Neural stem cell fate decisions are dependent upon signals coming from microenvironment composed of extracellular matrix proteins, soluble factors and specificity of cell–cell contacts. We have developed in vitro systems to trace developmental processes of neural stem cells and to control their fate commitment. Applied technologies include nano/micro-fabrication techniques, like microcontact printing and piezoelectric microspotting of biomolecules on plasma deposited cell repellent surface. Designed bioactive domains with controlled content and geometry served as a template to immobilize neural stem cells to the surface and direct their differentiation. Migration and axon-like outgrowth have been successfully guided by means of interconnected squares configuration. Receptor mediated versus electrostatic interactions on the cell membrane–surface interface were crucial to keep the cells either in neurally committed or in non-differentiated stages by fibronectin or poly-L-lysine pattern, respectively. Single cell versus multicellular positioning further promoted stem cells non-differentiated stage.
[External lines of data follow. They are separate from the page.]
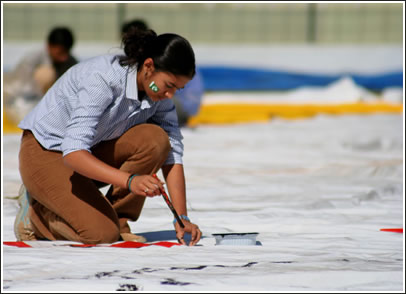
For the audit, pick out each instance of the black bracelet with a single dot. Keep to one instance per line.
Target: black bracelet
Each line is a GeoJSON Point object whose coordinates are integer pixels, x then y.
{"type": "Point", "coordinates": [130, 178]}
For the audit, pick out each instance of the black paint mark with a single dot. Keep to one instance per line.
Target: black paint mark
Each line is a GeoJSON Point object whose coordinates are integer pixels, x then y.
{"type": "Point", "coordinates": [189, 268]}
{"type": "Point", "coordinates": [174, 282]}
{"type": "Point", "coordinates": [105, 274]}
{"type": "Point", "coordinates": [249, 264]}
{"type": "Point", "coordinates": [127, 287]}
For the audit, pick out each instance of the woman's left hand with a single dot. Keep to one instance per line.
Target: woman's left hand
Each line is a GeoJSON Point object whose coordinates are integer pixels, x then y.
{"type": "Point", "coordinates": [190, 228]}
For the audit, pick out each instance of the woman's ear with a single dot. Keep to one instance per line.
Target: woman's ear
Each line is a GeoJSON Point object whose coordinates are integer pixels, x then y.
{"type": "Point", "coordinates": [149, 65]}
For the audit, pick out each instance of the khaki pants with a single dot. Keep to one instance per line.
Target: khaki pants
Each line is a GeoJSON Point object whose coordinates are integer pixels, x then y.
{"type": "Point", "coordinates": [65, 205]}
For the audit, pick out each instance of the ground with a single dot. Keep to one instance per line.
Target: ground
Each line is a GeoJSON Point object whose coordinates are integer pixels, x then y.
{"type": "Point", "coordinates": [317, 191]}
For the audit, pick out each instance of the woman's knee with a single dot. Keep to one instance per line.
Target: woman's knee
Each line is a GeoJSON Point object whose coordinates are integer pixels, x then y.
{"type": "Point", "coordinates": [154, 140]}
{"type": "Point", "coordinates": [106, 233]}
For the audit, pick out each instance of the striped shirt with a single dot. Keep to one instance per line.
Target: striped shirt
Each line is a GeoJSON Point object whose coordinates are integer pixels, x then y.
{"type": "Point", "coordinates": [94, 101]}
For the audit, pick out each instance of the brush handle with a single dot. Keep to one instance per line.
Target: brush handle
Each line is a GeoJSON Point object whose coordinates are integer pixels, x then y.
{"type": "Point", "coordinates": [168, 202]}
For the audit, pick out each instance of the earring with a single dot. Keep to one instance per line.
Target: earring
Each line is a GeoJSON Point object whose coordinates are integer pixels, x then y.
{"type": "Point", "coordinates": [153, 87]}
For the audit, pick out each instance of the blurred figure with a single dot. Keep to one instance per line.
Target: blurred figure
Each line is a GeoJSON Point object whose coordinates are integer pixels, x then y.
{"type": "Point", "coordinates": [187, 100]}
{"type": "Point", "coordinates": [24, 87]}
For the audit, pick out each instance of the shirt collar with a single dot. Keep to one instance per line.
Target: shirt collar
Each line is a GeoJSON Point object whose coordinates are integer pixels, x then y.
{"type": "Point", "coordinates": [132, 88]}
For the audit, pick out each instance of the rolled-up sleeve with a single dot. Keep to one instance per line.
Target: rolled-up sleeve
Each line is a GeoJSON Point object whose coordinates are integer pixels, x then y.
{"type": "Point", "coordinates": [166, 118]}
{"type": "Point", "coordinates": [94, 95]}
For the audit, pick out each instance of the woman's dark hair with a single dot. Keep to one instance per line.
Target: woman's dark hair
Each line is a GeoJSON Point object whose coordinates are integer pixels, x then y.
{"type": "Point", "coordinates": [170, 52]}
{"type": "Point", "coordinates": [61, 36]}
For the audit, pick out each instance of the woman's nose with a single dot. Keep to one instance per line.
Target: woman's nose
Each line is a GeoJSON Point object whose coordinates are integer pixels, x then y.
{"type": "Point", "coordinates": [169, 94]}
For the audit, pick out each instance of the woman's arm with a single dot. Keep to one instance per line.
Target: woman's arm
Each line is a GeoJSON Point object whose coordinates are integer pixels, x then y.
{"type": "Point", "coordinates": [90, 166]}
{"type": "Point", "coordinates": [175, 179]}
Activation of intracellular pathways by signaling molecules (Wnt, CNTF, Jagged, Notch and DKK-1) microspotted with fibronectin directed differentiation into astrocytic and neuronal lineages, as revealed by immunocytochemical and molecular analysis. Our results proved that neural stem cell fate decisions can be influenced by manipulating the composition and architecture of the 2D bioactive domains reflecting their natural niche microenvironment.

Key words

Neural stem cells Piezoelectric microspotting Microcontact printing Bioactive domains 

Notes

Acknowledgments

We are grateful to Dr Laura Ceriotti for the participation in the microspotting project. We also thank Sabrina Gioria, Patricia Lisboa, G. Ceccone, and Hubert Rauscher for their scientific and technical assistance. This work was supported by statutory founds to MMRC and by Polish Ministry of Scientific Research and Higher Education grant No: 2211/B/P01/2010/38 and European Commission Joint Research Centre Actions “NanoBiotechnology for Health” and “Validation for Consumer Products.”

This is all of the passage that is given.